Nous nous retrouvons davantage dans les propos tenus par Mezri Haddad lors d’un colloque du CF2R, le 18 janvier 2017 : « Les révolutions sont toutes identiques. Je ne tiens pas en très grande estime, je sacralise encore moins, la “ sacro-sainte ” et sempiternelle Révolution française de 1789, ni celle des Bolcheviks, à plus forte raison la très misérable révolution du Jasmin en Tunisie [...]. Je ne crois pas au progrès de l’humanité et de l’Histoire et je ne le quantifie pas en volume de sang versé ; et là, je parle de toutes les révolutions sans exclusion. » Quelle leçon donnée aux Occidentaux, du moins aux plus naïfs d’entre eux, prompts à voler au secours des révolutionnaires de tous poils, sans jamais se demander à qui profitent les révolutions.
Pour finir, nous ne pouvons que renvoyer notre lecteur à ce que nous avons dit au sujet des printemps arabes au Maghreb : il est immoral de travailler à renverser un chef d’État étranger, à susciter une insurrection et à prendre parti pour des rebelles (Il est ressuscité n° 191, octobre 2018, p. 19-21).
V. CONCLUSIONS
Notre étude approfondie des causes de la guerre de Syrie nous a permis de retrouver la vérité des faits, à l’encontre de la propagande médiatique, et par là, de faire plusieurs découvertes.
COMMANDITAIRES ET MANDATAIRES
La relative discrétion de l’intervention occidentale dans la crise syrienne, associée à l’outrageante visibilité de l’intervention des monarchies du golfe arabo-persique et de la Turquie, ont conduit beaucoup d’observateurs à clamer que les troubles de Syrie avaient été causés uniquement par l’influence des wahhabites, et même que les États-Unis n’étaient pas intervenus.

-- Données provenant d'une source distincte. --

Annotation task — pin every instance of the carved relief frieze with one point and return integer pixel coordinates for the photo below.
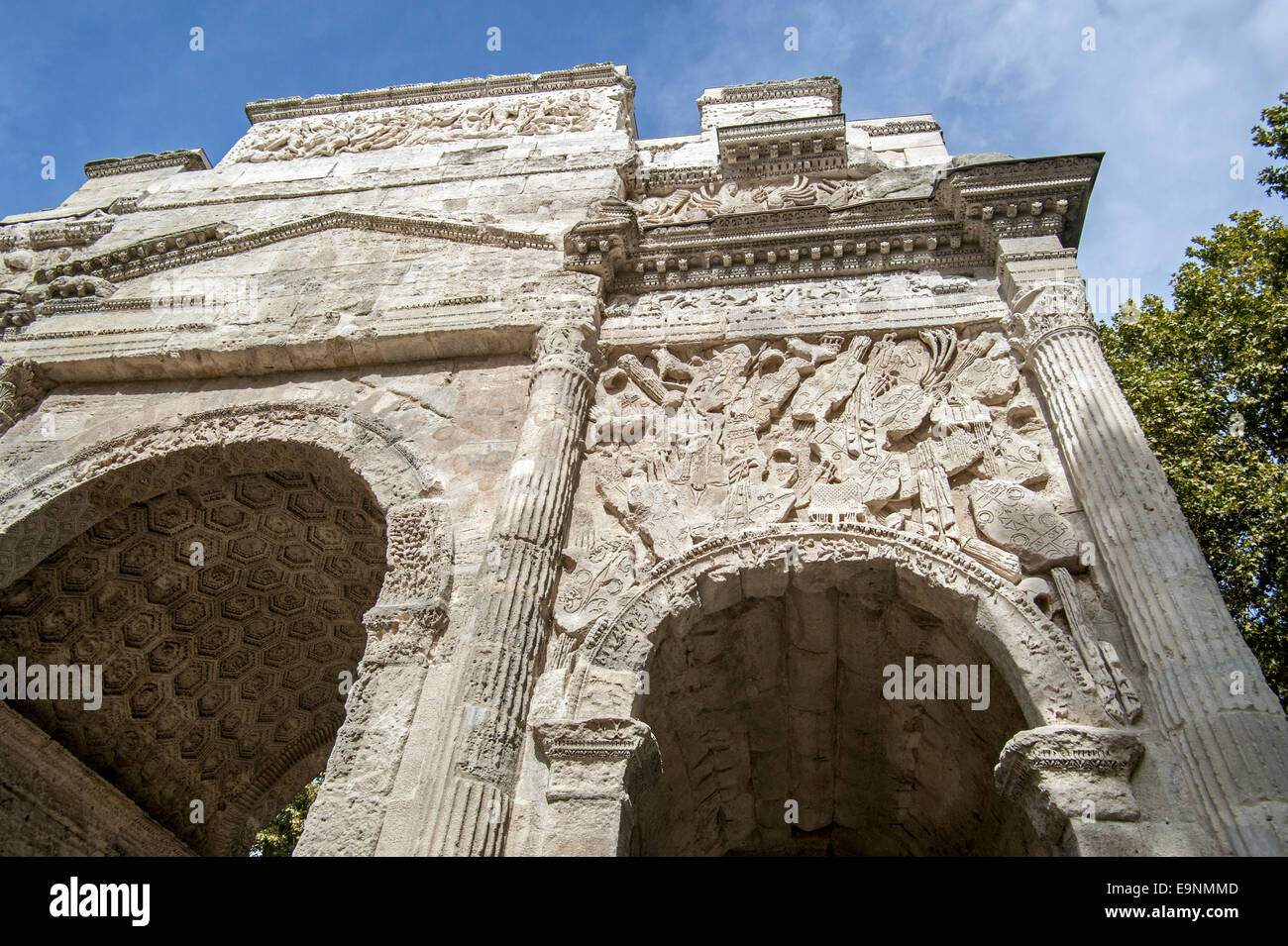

Certains sont allés jusqu’à dire que l’administration Obama était opposée à une déstabilisation de la Syrie en 2011 et qu’elle s’était laissé entraîner finalement par la force des événements à soutenir l’opposition à Bachar el-Assad. Au terme de notre étude, cette interprétation nous paraît franchement erronée.
Les informations rassemblées dans nos études suffisent amplement à conclure que les puissances occidentales ne sont nullement restées passives durant les premiers mois de la révolte syrienne comme on le prétend trop souvent. Nous avons démontré au contraire que les États-Unis ont été l’agent décisif de cette révolte, dès avant son lancement. La France a joué dès le début un rôle important dans ce soutien à la révolte. Les États-Unis tablaient sur les liens exceptionnels qui unissaient encore l’ancienne puissance mandataire à la Syrie. Ces deux puissances s’appliquèrent avec d’autres à mettre en œuvre un programme de déstabilisation prévu et préparé depuis plusieurs années.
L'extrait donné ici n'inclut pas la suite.